Methacton’s senior core of Woodward, Erik Timko, Brett Eberly and Owen Kropp have been building toward this season throughout their careers. While PJP’s historic run has been more of a surprise, it had been a dream conclusion to the careers of McKeon and classmates David Smrek, Evan Yasneski and Christian Simpson.
McKeon said he has a hoop on a pavement patio at his house where he has found some peace of mind during the last few days of isolation. Woodward has similarly gone out to shoot in his driveway to try and pass the time and take advantage of the nice weather.
They hope they won’t be the last shots they put up before the official end to their high school careers, holding out faith that their seasons will end with finality on a basketball court.
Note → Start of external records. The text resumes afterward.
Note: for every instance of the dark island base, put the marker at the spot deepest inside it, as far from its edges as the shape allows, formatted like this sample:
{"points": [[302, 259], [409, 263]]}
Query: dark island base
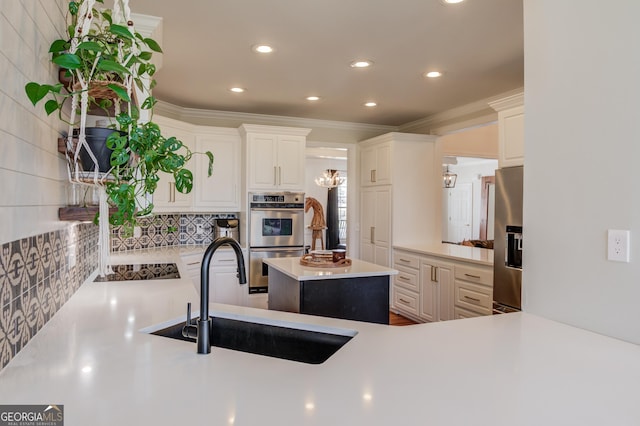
{"points": [[359, 299]]}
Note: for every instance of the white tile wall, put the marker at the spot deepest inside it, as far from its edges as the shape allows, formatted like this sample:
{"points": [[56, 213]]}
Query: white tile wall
{"points": [[32, 173]]}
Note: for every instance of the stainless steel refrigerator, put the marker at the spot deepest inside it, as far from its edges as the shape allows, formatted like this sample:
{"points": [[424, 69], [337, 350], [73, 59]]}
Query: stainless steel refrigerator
{"points": [[507, 254]]}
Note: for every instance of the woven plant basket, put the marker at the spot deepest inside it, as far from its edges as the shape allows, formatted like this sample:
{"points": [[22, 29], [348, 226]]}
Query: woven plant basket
{"points": [[99, 89]]}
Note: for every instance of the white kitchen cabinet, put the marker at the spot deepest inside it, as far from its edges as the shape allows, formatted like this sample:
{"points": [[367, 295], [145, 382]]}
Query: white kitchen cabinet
{"points": [[166, 197], [436, 290], [510, 130], [375, 232], [432, 288], [275, 157], [221, 190], [375, 165], [473, 289], [400, 193], [406, 285]]}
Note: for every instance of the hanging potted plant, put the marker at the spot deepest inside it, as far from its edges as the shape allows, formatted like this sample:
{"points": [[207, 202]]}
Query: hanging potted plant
{"points": [[102, 63]]}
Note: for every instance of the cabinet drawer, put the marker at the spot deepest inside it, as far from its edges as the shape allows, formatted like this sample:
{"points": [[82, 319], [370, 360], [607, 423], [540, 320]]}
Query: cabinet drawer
{"points": [[405, 300], [406, 260], [476, 275], [460, 313], [472, 296], [407, 278]]}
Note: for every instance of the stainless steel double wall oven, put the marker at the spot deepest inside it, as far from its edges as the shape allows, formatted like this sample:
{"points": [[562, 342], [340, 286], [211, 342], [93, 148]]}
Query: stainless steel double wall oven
{"points": [[276, 229]]}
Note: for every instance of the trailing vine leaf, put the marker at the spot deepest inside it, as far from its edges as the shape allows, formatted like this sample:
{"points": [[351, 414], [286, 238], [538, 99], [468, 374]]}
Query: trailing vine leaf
{"points": [[121, 31], [69, 61], [106, 65], [153, 45], [122, 93], [211, 158], [90, 45], [50, 106], [184, 180], [58, 46]]}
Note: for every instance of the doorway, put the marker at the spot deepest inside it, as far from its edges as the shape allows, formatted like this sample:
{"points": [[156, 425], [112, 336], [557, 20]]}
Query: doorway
{"points": [[319, 159], [467, 208]]}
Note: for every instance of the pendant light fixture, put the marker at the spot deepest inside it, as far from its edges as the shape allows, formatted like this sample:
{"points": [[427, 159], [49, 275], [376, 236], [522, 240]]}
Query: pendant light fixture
{"points": [[449, 178], [329, 179]]}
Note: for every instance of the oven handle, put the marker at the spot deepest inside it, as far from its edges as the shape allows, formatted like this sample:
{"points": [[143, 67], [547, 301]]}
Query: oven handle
{"points": [[254, 249], [277, 209]]}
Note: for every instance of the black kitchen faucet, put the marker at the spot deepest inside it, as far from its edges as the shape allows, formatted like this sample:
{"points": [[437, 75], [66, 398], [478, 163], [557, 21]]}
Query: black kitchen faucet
{"points": [[202, 331]]}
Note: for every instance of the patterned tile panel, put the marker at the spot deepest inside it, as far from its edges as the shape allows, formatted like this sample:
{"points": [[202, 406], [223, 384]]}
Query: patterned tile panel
{"points": [[35, 281], [165, 230]]}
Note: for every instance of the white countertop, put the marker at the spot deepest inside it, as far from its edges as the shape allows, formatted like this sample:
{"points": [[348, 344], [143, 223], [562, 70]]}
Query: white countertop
{"points": [[291, 267], [477, 255], [511, 369]]}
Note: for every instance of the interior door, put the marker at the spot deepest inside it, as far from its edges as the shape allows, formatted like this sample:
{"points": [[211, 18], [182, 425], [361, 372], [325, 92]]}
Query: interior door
{"points": [[460, 212]]}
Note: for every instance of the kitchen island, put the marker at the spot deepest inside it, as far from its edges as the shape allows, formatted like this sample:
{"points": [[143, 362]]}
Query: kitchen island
{"points": [[511, 369], [358, 292]]}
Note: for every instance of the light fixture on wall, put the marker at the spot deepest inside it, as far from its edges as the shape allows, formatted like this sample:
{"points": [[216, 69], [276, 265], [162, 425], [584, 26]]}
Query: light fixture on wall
{"points": [[329, 179], [449, 178]]}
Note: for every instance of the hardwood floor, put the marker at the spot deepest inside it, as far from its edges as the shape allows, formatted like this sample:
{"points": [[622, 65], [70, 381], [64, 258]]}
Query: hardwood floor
{"points": [[395, 319]]}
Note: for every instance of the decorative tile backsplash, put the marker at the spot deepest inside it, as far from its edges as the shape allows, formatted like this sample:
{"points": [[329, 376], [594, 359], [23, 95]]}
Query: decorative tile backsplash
{"points": [[165, 230], [36, 280]]}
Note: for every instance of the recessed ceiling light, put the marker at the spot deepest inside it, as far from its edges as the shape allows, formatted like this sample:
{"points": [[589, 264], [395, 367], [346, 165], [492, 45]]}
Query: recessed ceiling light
{"points": [[433, 74], [361, 64], [262, 48]]}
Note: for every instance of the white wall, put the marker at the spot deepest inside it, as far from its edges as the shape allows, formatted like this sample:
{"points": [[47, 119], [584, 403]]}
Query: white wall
{"points": [[582, 79], [32, 173]]}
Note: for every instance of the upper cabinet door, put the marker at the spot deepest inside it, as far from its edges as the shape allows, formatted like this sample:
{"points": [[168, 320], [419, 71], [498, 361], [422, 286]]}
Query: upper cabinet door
{"points": [[166, 197], [262, 162], [510, 130], [290, 167], [221, 190], [375, 165]]}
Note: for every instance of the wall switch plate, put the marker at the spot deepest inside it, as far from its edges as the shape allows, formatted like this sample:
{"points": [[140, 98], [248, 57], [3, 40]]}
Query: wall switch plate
{"points": [[618, 243]]}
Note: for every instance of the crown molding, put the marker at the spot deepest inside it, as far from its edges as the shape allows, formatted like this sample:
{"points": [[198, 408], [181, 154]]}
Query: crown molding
{"points": [[150, 26], [507, 102], [276, 130], [235, 119], [455, 119]]}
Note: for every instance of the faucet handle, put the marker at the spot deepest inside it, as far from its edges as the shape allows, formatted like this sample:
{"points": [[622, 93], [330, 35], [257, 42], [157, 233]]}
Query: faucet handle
{"points": [[189, 330]]}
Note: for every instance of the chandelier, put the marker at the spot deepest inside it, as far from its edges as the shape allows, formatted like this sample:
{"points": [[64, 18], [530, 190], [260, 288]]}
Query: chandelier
{"points": [[449, 178], [329, 179]]}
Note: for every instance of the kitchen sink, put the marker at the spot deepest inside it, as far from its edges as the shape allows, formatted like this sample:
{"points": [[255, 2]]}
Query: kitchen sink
{"points": [[286, 340]]}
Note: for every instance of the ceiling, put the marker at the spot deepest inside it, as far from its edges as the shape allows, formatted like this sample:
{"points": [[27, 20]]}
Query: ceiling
{"points": [[478, 44]]}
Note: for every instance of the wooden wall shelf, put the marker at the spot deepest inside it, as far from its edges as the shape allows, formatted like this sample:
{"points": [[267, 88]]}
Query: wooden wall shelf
{"points": [[85, 214]]}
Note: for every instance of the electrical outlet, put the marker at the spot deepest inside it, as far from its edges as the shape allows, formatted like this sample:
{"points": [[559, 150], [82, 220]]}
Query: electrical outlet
{"points": [[71, 257], [618, 243]]}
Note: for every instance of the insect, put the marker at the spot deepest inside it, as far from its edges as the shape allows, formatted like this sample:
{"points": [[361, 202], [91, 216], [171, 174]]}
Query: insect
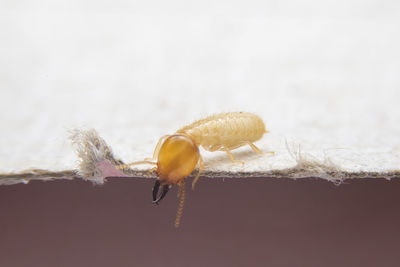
{"points": [[176, 156]]}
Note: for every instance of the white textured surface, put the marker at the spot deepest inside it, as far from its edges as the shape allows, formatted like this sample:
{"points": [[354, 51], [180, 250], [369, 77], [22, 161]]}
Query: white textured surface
{"points": [[324, 76]]}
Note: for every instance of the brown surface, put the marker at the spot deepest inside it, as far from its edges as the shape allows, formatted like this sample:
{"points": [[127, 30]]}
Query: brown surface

“If we’re playing and there’s 30 people in the gym, we don’t care,” Woodward said. “We just want to get out there, and we want to compete and try and win and try to finish our careers … The limbo we’re in, it’s tough. The last time I want to put on my jersey, I want to know it’s going to be the last time. Not this could be the last time, or this might be the last time. I want to know. I want to be able to celebrate with my team or I want to go down fighting with my team … Not having that closure is really, really tough.”
“I’ll play in September,” McKeon said. “I’ll come home from college next year if I have to.”